XMPP isn't an "open federation protocol" it's just a protocol that includes a means to federate; doing so is a matter of server preference. It would be great if more large services federated, but I'd rather have them use XMPP and not federate than build more custom protocols and not use XMPP at all so that I can't write a third party client for them.
My point is that being based on XMPP is still a good thing, regardless of whether they federate or not.
The whole point of XMPP is interoperability, so saying some proprietary service uses it internally is useless for the rest of the world without interoperability.
Can you connect with third party clients? Can they federate? Are they contributing to the protocol? No.
Big proprietary users of protocols tend to discover bugs in them, that they feed upstream, even if they run otherwise closed networks.
E.g. it benefits you that Google uses TCP internally, even if you can't get on their network? Why? Because they've submitted patches to Linux to make it work better.
So what if they did?
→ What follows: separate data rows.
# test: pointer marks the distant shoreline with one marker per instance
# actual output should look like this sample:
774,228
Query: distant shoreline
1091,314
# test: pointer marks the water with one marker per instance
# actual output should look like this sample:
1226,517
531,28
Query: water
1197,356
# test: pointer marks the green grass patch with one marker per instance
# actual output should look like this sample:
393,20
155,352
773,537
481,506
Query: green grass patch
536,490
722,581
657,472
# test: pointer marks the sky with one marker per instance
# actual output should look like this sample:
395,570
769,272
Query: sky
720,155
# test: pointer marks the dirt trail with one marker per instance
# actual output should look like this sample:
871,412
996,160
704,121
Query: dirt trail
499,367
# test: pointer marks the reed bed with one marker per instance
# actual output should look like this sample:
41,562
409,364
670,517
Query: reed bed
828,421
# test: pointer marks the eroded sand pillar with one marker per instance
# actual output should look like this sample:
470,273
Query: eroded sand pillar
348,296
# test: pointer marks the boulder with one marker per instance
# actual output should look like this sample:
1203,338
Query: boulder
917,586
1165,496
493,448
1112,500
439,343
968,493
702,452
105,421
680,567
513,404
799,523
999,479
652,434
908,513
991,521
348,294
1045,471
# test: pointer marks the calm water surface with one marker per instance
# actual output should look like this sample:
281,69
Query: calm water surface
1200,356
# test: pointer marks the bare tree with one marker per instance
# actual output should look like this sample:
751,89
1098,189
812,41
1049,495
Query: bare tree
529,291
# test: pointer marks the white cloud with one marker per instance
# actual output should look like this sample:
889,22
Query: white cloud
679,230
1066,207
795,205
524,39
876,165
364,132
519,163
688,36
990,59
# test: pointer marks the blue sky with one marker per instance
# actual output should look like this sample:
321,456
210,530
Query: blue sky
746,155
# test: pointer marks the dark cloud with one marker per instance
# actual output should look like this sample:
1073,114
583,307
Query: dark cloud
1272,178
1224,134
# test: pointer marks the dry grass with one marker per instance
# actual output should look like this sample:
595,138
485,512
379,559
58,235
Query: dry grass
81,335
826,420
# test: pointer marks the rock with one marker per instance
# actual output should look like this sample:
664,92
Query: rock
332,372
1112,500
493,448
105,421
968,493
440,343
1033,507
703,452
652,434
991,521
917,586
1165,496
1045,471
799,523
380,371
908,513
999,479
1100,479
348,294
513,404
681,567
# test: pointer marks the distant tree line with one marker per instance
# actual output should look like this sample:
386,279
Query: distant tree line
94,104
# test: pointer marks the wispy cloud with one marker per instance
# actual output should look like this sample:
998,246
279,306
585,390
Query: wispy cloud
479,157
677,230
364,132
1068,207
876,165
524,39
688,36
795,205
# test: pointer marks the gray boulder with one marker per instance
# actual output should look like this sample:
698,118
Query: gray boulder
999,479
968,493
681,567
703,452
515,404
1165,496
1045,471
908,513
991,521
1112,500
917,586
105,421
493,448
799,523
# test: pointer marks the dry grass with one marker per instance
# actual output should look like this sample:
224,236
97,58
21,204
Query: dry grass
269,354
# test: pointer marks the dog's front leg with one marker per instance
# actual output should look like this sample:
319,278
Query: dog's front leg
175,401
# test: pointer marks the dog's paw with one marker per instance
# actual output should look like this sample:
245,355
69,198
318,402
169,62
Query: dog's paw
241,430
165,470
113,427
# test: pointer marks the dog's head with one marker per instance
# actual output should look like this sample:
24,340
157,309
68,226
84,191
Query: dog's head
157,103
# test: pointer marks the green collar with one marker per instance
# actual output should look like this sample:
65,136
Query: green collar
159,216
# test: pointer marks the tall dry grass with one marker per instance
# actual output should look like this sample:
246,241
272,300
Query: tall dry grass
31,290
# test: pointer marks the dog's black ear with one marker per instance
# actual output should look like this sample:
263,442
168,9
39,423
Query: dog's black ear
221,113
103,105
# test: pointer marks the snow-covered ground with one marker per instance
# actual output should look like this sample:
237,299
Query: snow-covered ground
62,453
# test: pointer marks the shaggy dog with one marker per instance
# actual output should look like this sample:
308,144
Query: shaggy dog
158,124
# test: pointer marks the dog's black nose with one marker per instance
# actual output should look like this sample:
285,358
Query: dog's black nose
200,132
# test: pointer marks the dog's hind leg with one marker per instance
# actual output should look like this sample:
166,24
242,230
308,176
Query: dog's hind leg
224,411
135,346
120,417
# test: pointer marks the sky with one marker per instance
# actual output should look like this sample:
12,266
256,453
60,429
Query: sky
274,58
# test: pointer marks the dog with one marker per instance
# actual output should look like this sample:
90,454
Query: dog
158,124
How are we any worse off than if they'd written their own TCP replacement from scratch to begin with?
Maybe someone outside Google gains nothing, but presumably their engineers will spend less time reinvesting the wheel, which is a net gain for humanity in less time wasted.
> but I'd rather have them use XMPP and not federate than build more custom protocols
Well, bad news then: They never federated and they modified their implementation of XMPP to the point of third party clients not being able to connect.
I'm missing something here; why is this a bad thing?